An editorial published with the study by Stephanie Wheeler, a University of North Carolina health-policy specialist and Dr. Ethan Basch, a University of North Carolina cancer specialist, notes that many areas with the highest cancer death rates also strongly supported Donald Trump, “raising hopes that future policies developed by the incoming administration will provide resources” for these communities.
Ahmedin Jemal, an American Cancer Society researcher, said better understanding variations in cancer death rates will help target cancer prevention and control.
Among the more striking disparities in Washington:
King County saw a 24 percent decline in overall cancer death rates from 1980-2014. But Cowlitz County in southwest Washington had an increase of 1.7 percent.
Grays Harbor County, another economically depressed southwest Washington county, had just a 1.9 percent decrease. The state average was a 15.6 percent decrease.
The survival rate for those diagnosed with testicular cancer is 95 percent, leading Mokdad to say, “No one should die from it.” In Washington, the death rate is lowest in King County, and among the lowest in other more urban counties such as Snohomish, Pierce and Clark.
But rural areas account for almost all of the Washington counties with testicular-cancer death rates above the state and national averages, with Walla Walla, Pend Oreille and Columbia counties faring the worse.
The difference between best and worst is likely from a combination of access to care through insurance and quality of care, according to Mokdad.
For breast cancer, all Washington counties saw at least a 16 percent decrease in deaths over the 35-year study period. And some rural counties such as Cowlitz and Grays Harbor did better than the state and national averages in percentage decline, perhaps because of improved education and preventive care.

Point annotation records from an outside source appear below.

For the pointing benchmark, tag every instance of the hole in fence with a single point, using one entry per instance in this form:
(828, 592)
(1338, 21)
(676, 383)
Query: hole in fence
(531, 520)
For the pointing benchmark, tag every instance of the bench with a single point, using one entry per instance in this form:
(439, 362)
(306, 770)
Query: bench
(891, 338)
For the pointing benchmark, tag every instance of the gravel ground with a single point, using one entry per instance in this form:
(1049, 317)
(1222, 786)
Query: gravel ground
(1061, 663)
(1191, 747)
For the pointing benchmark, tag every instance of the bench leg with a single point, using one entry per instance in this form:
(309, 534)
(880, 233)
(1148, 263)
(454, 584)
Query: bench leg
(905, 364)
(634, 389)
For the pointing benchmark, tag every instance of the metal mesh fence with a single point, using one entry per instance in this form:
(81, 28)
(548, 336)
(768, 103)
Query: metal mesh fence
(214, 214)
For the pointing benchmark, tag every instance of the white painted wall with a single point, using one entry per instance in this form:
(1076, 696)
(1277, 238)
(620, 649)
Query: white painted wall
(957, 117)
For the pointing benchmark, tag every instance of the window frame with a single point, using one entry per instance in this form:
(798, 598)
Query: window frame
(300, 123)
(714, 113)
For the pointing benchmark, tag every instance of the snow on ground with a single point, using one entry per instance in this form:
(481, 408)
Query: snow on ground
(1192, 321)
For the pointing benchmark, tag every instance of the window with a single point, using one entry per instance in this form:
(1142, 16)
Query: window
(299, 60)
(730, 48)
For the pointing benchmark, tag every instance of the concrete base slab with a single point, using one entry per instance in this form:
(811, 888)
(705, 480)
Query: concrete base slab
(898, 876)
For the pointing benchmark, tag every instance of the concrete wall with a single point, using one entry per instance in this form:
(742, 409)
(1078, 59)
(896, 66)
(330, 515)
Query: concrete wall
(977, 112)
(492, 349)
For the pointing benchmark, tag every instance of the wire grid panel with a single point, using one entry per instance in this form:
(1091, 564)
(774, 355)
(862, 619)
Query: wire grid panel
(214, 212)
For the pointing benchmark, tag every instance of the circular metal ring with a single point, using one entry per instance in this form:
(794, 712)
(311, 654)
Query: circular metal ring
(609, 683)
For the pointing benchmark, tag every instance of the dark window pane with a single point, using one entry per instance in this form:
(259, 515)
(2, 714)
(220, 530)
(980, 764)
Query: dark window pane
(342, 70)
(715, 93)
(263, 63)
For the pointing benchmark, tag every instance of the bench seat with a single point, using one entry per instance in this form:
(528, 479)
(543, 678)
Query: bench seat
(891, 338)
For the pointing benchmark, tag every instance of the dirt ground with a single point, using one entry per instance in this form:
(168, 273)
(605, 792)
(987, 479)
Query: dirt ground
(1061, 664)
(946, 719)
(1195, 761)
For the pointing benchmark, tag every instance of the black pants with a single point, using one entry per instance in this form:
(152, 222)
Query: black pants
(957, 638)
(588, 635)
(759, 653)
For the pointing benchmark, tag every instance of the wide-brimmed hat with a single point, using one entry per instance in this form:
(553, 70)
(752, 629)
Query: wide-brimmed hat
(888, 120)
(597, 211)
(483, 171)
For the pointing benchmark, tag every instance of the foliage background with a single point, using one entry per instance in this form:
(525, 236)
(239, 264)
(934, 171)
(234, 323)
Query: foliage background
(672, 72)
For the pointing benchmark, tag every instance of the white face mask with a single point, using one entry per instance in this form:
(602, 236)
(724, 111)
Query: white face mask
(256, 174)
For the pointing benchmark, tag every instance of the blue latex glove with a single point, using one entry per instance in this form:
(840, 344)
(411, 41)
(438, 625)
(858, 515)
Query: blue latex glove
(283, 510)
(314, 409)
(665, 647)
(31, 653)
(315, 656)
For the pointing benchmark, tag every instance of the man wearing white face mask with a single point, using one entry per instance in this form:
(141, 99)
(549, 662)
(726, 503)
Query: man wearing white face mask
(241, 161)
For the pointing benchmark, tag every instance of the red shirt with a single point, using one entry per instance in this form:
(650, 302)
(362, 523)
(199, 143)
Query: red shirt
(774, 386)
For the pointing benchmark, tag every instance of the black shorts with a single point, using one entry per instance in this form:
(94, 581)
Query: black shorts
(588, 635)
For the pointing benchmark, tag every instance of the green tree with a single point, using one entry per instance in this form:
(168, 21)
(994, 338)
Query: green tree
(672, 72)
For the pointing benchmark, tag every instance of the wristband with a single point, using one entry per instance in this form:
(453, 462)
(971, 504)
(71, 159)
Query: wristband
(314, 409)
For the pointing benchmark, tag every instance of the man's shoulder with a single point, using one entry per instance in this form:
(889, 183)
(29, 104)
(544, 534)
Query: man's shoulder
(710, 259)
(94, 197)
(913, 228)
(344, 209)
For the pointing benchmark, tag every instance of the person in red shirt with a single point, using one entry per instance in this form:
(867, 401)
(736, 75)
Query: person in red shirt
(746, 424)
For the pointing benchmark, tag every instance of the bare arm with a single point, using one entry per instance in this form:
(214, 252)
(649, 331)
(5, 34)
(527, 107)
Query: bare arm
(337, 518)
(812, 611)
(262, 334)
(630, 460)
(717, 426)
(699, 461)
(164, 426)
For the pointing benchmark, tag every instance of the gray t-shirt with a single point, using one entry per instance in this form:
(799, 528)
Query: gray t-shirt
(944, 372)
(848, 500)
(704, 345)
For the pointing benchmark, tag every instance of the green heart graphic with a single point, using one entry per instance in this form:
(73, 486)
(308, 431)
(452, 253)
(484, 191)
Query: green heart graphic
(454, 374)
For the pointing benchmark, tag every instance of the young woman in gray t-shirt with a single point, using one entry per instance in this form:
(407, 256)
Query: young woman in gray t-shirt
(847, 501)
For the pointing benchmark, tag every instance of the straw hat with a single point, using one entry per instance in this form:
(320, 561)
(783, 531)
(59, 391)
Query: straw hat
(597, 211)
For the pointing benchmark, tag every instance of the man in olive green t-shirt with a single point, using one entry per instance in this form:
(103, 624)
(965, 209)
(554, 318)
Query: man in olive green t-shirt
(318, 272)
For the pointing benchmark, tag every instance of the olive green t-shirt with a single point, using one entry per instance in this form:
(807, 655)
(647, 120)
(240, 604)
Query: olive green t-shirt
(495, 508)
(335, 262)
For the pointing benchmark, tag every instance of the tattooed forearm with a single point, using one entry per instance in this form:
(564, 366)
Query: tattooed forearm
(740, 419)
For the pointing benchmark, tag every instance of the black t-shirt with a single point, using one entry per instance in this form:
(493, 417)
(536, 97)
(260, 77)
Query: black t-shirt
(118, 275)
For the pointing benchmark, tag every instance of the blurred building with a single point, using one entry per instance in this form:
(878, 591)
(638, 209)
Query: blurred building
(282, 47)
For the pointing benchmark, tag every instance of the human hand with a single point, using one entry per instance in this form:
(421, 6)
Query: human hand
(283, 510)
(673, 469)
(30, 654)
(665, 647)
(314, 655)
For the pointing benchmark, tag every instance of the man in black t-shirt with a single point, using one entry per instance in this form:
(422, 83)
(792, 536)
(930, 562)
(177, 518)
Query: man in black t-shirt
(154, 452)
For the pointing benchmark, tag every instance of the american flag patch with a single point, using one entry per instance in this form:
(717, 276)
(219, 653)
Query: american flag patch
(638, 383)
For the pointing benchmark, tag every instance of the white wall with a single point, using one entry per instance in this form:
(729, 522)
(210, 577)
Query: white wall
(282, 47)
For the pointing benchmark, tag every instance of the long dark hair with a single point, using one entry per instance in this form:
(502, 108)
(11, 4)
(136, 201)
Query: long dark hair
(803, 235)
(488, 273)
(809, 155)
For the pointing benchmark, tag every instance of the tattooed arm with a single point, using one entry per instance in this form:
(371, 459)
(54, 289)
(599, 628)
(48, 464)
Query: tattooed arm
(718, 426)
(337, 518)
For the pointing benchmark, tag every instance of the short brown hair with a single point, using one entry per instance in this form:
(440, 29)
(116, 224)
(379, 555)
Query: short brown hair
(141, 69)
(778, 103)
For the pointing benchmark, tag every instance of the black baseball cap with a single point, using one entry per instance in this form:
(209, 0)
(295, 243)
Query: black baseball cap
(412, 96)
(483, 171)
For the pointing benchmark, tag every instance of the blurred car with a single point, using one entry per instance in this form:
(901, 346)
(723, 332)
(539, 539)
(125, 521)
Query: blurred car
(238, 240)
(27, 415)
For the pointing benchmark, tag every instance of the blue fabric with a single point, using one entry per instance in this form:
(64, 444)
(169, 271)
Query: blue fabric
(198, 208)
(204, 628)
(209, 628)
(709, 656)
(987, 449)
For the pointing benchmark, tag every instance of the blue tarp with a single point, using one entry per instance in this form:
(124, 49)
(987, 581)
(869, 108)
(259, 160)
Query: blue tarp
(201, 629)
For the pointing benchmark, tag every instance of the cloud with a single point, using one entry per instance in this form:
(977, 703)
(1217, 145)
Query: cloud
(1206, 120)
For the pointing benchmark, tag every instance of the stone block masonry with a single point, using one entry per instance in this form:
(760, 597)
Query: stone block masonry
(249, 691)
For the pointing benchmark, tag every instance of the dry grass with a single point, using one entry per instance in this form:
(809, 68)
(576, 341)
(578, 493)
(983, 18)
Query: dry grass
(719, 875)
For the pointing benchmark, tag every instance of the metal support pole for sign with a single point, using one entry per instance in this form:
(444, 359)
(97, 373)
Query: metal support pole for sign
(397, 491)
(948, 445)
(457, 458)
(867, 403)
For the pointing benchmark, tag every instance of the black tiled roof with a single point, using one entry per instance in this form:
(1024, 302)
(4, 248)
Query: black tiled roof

But in terms of death rate, Cowlitz and Grays Harbor counties still rank among the worst in the state for breast cancer.
National disparities include:
•In counties with the highest 2014 cancer death rates, six of the top 10 were in eastern Kentucky. Six of the 10 lowest rates were in the Colorado Rockies.
•For lung-cancer deaths, four of the five counties with the highest 2014 rates were in eastern Kentucky, with rates up to 80 percent higher than in 1980. Three of the five counties with the lowest 2014 rates were in the Colorado Rockies, where rates dropped by up to 60 percent.
•Death rates for breast and colorectal cancers increased in Madison County, Miss., and in 2014 were at least five times higher there than in Summit County, Colo., where the rates fell. These are among cancers that can be successfully treated if detected early.
“We don’t want to forget that King County could do better,” Mokdad said. “Even if we are a top performer in our state, we’re not in the country.”